Title: Gretel and the Dark
Author: Eliza Granville
Genre: Historical Novel, Horror, Fairy Tale, Young Adult
Publisher: Penguin (6th February 2014)
Source: Penguin Ireland
Format: Finished copy
Josef Breuer – celebrated psychoanalyst – is about to encounter his strangest case yet. Found by the lunatic asylum, thin, head shaved, she claims to have no name, no feelings – to be, in fact, not even human. Intrigued, Breuer determines to fathom the roots of her disturbance.
in Germany, we meet Krysta. Krysta’s Papa is busy working in the infirmary with the ‘animal people’, so little Krysta plays alone, lost in the stories of Hansel and Gretel, the Pied Piper and more. And when everything changes and the real world around her becomes as frightening as any fairy tale, Krysta finds that her imagination holds powers beyond what she could ever have guessed . . .
Rating: *** (3 stars)
GRETEL AND THE DARK is a stand-alone novel by Eliza Granville. It tells the stories of two different girls, in two different counties, in two different times. Their stories unfold in interchanging chapters.
I’m in the odd position of not knowing quite how to start this review. Usually, when I start writing I have a pretty good idea of what I want to say, and I certainly know what rating I want to give the book. GRETEL AND THE DARK is, without doubt, an intriguing book. In the press release from Penguin Ireland I received the book is described as “dark, distinctive and addictively compelling” and whilst I think this sums the novel up, there’s more to it than that.
Reading GRETEL AND THE DARK was, for me, an interesting experience. The plot of the novel quite frankly left me cold, but the English Literature student in me adored the way that Granville constructed the narrative. Unless I am studying a book to write a paper on it I consciously choose to ignore its structure, but Granville’s clever use of the narrative voice and the structure of the plot itself really spoke to me.
GRETEL AND THE DARK opens with an almost fairy tale feel to it. The setting and characters feel almost unreal, and you are left wondering about its significance. The rest of the novel is split into two narratives. The first, as the blurb tells you, is set in Vienna in 1899. The second is set in Germany, and it takes a while to work out when it takes place – I was quite a way into the novel before I figured it out. Each narrative has its own alternating chapter, though as the novel progresses the barrier between the two narratives becomes increasingly unclear. I was quite frustrated by this at times, though I do think it is quite a clever narrative device employed by Granville looking back on the novel.
The novel has two main female characters around which the plots of the two narratives revolve. In Vienna we find Lilie, a young lady with apparently no past. In Germany we have Krysta, the only child of a Doctor whose life has recently changed dramatically. In their own ways Lilie and Krysta are enigmatic, and I found them quite hard to relate to – to feel anything for, actually.
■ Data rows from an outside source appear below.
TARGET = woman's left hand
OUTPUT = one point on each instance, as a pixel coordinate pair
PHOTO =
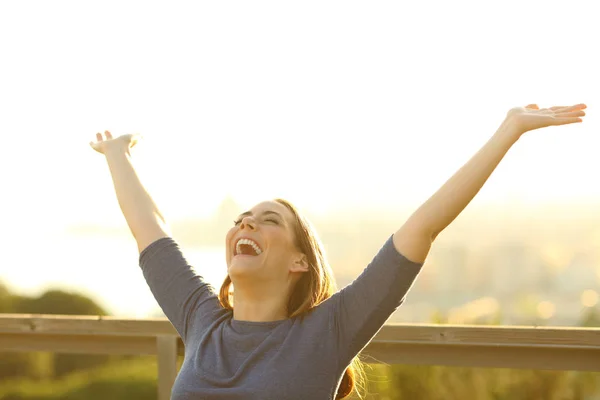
(531, 117)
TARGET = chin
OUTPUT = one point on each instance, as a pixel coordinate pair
(238, 268)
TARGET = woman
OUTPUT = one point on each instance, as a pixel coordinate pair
(283, 333)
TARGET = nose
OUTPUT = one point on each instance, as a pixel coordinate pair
(248, 223)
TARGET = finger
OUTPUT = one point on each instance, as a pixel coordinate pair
(565, 121)
(571, 108)
(579, 113)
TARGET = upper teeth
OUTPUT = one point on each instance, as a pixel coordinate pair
(248, 242)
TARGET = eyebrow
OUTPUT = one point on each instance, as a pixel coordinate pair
(247, 213)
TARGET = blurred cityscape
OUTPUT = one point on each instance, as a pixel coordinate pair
(516, 266)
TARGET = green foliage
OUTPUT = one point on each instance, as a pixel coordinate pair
(133, 379)
(36, 365)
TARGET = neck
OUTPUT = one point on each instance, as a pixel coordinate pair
(259, 305)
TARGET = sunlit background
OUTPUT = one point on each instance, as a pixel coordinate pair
(355, 111)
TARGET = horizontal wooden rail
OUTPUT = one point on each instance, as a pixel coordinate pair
(467, 346)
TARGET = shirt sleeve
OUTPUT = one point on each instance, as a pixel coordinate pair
(181, 293)
(363, 307)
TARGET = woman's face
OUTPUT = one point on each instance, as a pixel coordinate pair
(261, 244)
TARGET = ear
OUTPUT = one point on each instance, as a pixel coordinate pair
(299, 264)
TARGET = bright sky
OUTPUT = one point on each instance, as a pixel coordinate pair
(365, 104)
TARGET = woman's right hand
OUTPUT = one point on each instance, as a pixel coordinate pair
(106, 142)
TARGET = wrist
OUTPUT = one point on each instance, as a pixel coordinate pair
(508, 131)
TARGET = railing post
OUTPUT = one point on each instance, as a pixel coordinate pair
(167, 364)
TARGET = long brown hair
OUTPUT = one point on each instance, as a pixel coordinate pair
(312, 289)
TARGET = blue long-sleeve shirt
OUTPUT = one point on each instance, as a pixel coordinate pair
(288, 359)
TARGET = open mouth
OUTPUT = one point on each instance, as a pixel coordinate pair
(247, 247)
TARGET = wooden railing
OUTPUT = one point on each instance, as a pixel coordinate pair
(467, 346)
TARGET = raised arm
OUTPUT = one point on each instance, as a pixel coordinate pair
(141, 213)
(182, 294)
(415, 237)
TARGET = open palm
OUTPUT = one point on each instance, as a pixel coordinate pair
(532, 117)
(106, 141)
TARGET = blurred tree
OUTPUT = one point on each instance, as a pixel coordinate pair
(56, 302)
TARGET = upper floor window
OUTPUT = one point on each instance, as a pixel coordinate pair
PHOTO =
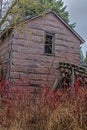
(49, 44)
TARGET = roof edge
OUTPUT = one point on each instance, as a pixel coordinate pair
(36, 16)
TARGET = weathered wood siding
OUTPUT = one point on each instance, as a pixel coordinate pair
(28, 58)
(5, 51)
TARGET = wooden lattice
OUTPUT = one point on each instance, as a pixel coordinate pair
(69, 74)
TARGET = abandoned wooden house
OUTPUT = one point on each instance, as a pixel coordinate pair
(32, 50)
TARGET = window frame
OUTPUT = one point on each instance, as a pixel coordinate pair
(53, 44)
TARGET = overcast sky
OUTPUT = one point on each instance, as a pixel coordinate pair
(78, 13)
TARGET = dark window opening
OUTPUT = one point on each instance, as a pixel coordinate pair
(49, 44)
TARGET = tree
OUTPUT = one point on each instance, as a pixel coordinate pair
(0, 9)
(23, 8)
(85, 60)
(81, 56)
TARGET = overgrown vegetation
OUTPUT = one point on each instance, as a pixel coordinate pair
(47, 110)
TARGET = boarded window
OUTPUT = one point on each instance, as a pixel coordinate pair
(49, 44)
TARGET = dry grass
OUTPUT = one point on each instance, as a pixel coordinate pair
(64, 118)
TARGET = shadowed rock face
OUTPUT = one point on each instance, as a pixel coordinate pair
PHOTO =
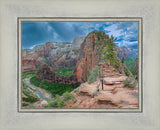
(48, 75)
(88, 56)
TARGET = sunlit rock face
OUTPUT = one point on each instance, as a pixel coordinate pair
(88, 56)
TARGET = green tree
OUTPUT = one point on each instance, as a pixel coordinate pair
(122, 60)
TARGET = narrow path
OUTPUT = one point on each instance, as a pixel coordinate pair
(40, 95)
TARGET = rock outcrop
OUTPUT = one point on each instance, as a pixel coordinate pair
(89, 57)
(56, 55)
(124, 52)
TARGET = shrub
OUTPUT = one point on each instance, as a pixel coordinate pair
(52, 87)
(67, 96)
(93, 75)
(130, 82)
(126, 71)
(57, 102)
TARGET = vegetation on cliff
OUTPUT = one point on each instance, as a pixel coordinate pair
(53, 87)
(64, 72)
(30, 96)
(60, 101)
(93, 75)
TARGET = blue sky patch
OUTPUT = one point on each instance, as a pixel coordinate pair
(38, 33)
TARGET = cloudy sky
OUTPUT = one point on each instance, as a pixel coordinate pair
(38, 33)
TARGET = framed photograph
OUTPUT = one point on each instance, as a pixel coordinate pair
(80, 64)
(89, 65)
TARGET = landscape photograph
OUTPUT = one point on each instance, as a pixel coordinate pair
(79, 65)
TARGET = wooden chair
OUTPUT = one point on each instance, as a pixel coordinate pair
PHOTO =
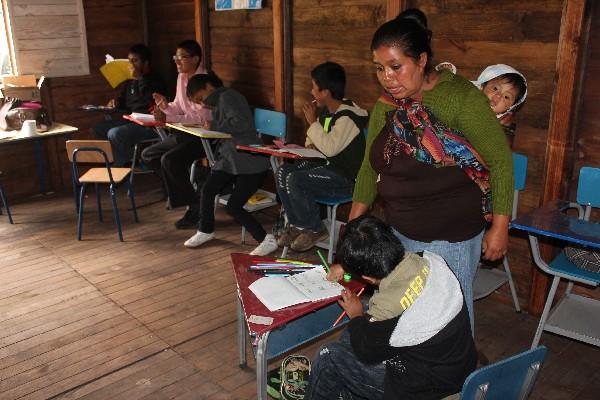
(4, 202)
(489, 280)
(509, 379)
(98, 152)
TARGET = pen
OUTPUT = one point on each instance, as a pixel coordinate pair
(337, 321)
(324, 262)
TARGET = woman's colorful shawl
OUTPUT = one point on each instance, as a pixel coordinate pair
(413, 129)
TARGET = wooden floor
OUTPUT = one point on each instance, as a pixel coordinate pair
(150, 319)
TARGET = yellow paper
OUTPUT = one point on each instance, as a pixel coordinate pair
(116, 72)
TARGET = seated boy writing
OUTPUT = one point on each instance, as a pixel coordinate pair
(337, 133)
(414, 342)
(243, 171)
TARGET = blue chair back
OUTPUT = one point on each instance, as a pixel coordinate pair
(519, 170)
(268, 122)
(509, 379)
(588, 188)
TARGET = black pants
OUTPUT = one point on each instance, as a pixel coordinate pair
(173, 157)
(244, 186)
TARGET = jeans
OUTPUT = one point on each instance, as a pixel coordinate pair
(336, 373)
(173, 158)
(299, 184)
(462, 258)
(244, 186)
(124, 137)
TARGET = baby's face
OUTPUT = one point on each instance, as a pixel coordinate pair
(502, 95)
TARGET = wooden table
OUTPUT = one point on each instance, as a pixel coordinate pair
(291, 327)
(57, 129)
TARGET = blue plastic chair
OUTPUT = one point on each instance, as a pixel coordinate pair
(573, 316)
(5, 202)
(98, 152)
(509, 379)
(489, 280)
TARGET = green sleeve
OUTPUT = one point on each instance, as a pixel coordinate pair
(365, 188)
(485, 133)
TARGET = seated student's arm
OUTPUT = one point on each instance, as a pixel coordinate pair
(340, 136)
(234, 109)
(370, 340)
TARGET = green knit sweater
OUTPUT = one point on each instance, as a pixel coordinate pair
(456, 102)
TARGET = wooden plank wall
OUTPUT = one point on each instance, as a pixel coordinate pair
(242, 51)
(176, 24)
(587, 142)
(112, 27)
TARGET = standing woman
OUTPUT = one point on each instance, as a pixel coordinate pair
(245, 171)
(437, 184)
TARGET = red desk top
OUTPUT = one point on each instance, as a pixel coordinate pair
(253, 306)
(157, 124)
(270, 150)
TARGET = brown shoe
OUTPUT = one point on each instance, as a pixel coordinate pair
(288, 235)
(307, 239)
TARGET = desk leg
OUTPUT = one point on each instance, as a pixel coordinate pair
(242, 334)
(261, 366)
(208, 151)
(39, 165)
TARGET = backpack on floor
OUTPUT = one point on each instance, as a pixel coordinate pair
(295, 370)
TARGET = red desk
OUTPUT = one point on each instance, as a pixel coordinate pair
(291, 327)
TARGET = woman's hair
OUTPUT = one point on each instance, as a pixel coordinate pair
(408, 32)
(369, 247)
(142, 51)
(199, 82)
(192, 48)
(331, 76)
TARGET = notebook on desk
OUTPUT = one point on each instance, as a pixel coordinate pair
(280, 292)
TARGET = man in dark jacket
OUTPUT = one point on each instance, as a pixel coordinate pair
(136, 96)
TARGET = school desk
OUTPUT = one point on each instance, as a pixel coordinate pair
(205, 135)
(291, 327)
(56, 129)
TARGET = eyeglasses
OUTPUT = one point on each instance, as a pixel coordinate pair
(180, 58)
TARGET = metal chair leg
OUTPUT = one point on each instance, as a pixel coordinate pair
(3, 196)
(132, 198)
(332, 212)
(511, 284)
(98, 202)
(113, 197)
(546, 312)
(80, 211)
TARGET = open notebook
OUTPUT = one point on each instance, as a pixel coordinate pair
(278, 292)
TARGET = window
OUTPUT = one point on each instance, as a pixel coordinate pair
(47, 37)
(5, 63)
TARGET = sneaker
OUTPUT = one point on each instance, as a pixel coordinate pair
(288, 235)
(308, 239)
(189, 220)
(267, 246)
(198, 239)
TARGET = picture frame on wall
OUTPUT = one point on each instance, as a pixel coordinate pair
(224, 5)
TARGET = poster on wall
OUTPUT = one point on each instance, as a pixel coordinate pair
(222, 5)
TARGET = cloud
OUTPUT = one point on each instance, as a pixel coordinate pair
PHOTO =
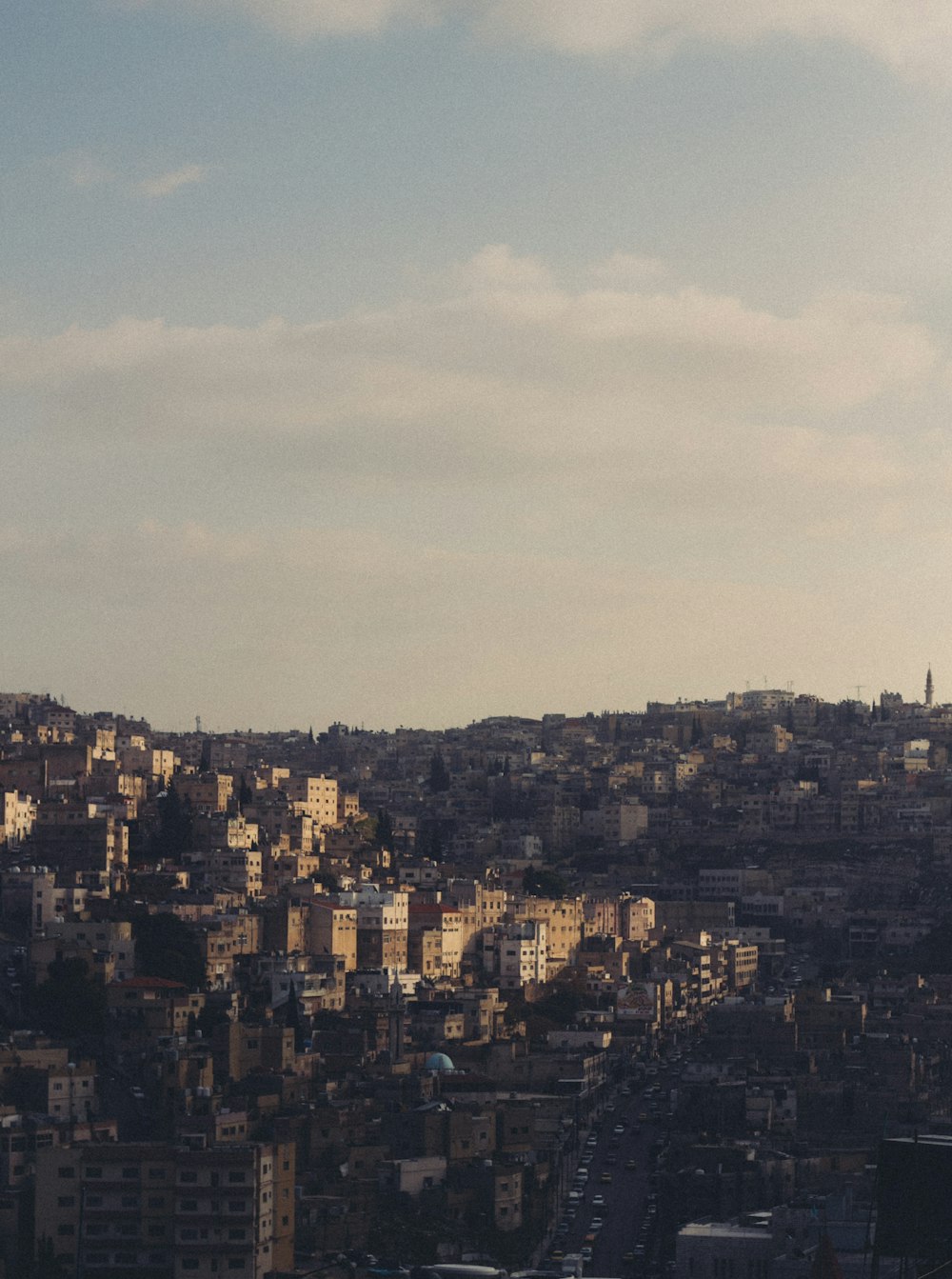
(484, 498)
(306, 19)
(506, 358)
(86, 170)
(167, 183)
(914, 40)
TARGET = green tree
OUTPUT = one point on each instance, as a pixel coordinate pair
(172, 836)
(167, 947)
(439, 772)
(384, 832)
(544, 883)
(70, 1003)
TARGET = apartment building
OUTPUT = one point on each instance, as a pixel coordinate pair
(168, 1212)
(332, 930)
(314, 796)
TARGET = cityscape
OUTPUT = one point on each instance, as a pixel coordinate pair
(476, 733)
(627, 992)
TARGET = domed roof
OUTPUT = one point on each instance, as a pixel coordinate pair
(439, 1062)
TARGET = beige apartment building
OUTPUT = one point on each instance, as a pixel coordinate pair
(447, 922)
(317, 797)
(157, 1210)
(564, 920)
(332, 930)
(383, 921)
(206, 791)
(17, 817)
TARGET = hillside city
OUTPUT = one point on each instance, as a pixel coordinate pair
(624, 994)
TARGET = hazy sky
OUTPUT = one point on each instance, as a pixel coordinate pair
(413, 361)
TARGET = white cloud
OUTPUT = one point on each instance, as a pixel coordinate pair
(167, 183)
(507, 354)
(86, 170)
(305, 19)
(914, 38)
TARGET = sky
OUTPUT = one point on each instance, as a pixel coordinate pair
(415, 361)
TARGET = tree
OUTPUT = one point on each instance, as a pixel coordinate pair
(172, 835)
(165, 947)
(70, 1003)
(439, 774)
(245, 794)
(544, 883)
(384, 834)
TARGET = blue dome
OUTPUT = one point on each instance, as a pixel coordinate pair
(439, 1062)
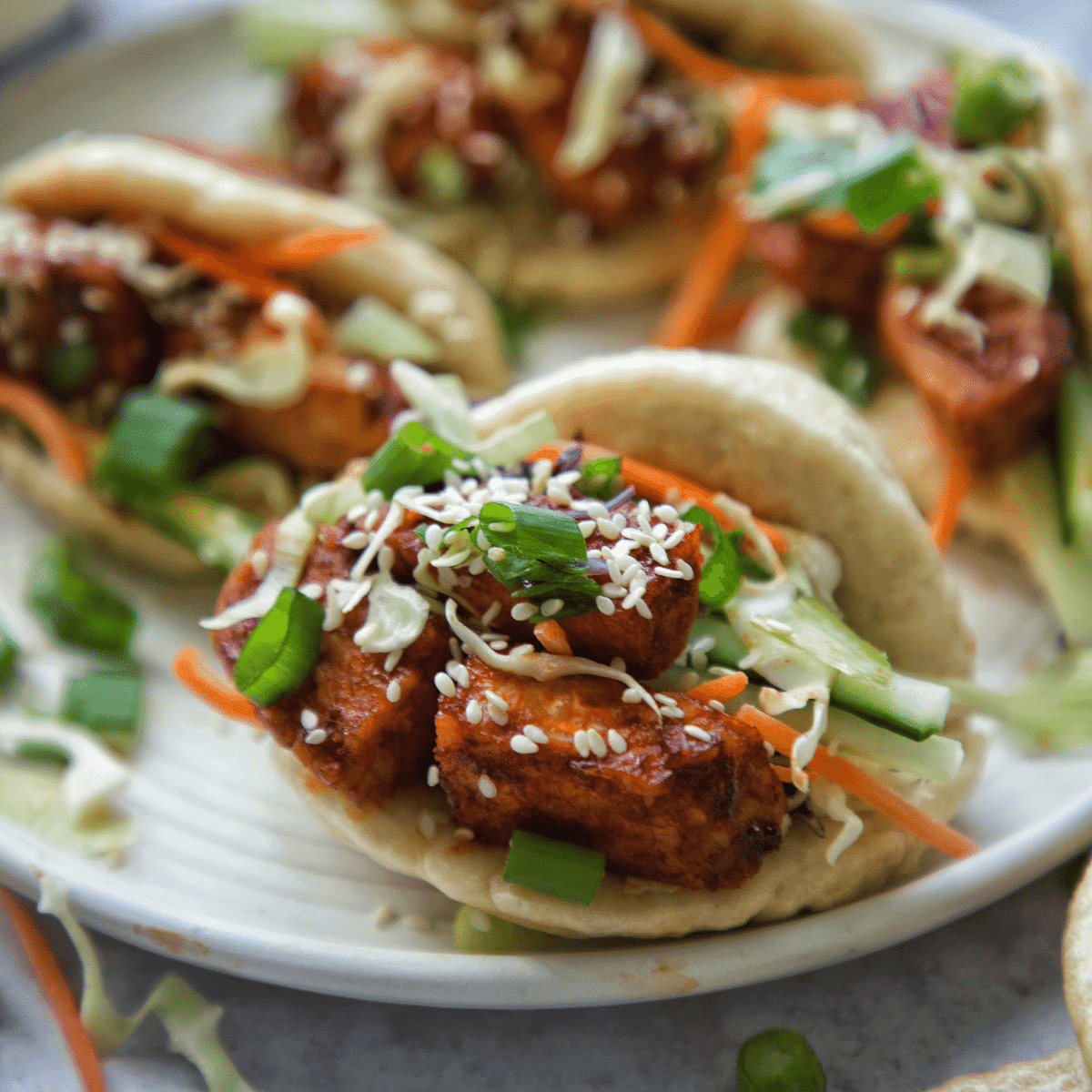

Granville also scatters sentences in German, which are not always translated, through the text, which I found pretty trying, as I don’t speak German.
GRETEL AND THE DARK is a horror story, although it is perhaps not a typical one. As I mentioned earlier, there is almost a fairy tale feel to it – though more towards the Grimm’s end of fairy tales than Disney’s. It is one of the most adult Young Adult books I have read. At its heart I think GRETEL AND THE DARK is really a story about stories and their power. If you are a fan of horror stories and like yours a little more psychological and a bit different from the norm then you should certainly consider giving GRETEL AND THE DARK a try. Although the novel is really not my cup of tea, I did enjoy the chance to read it.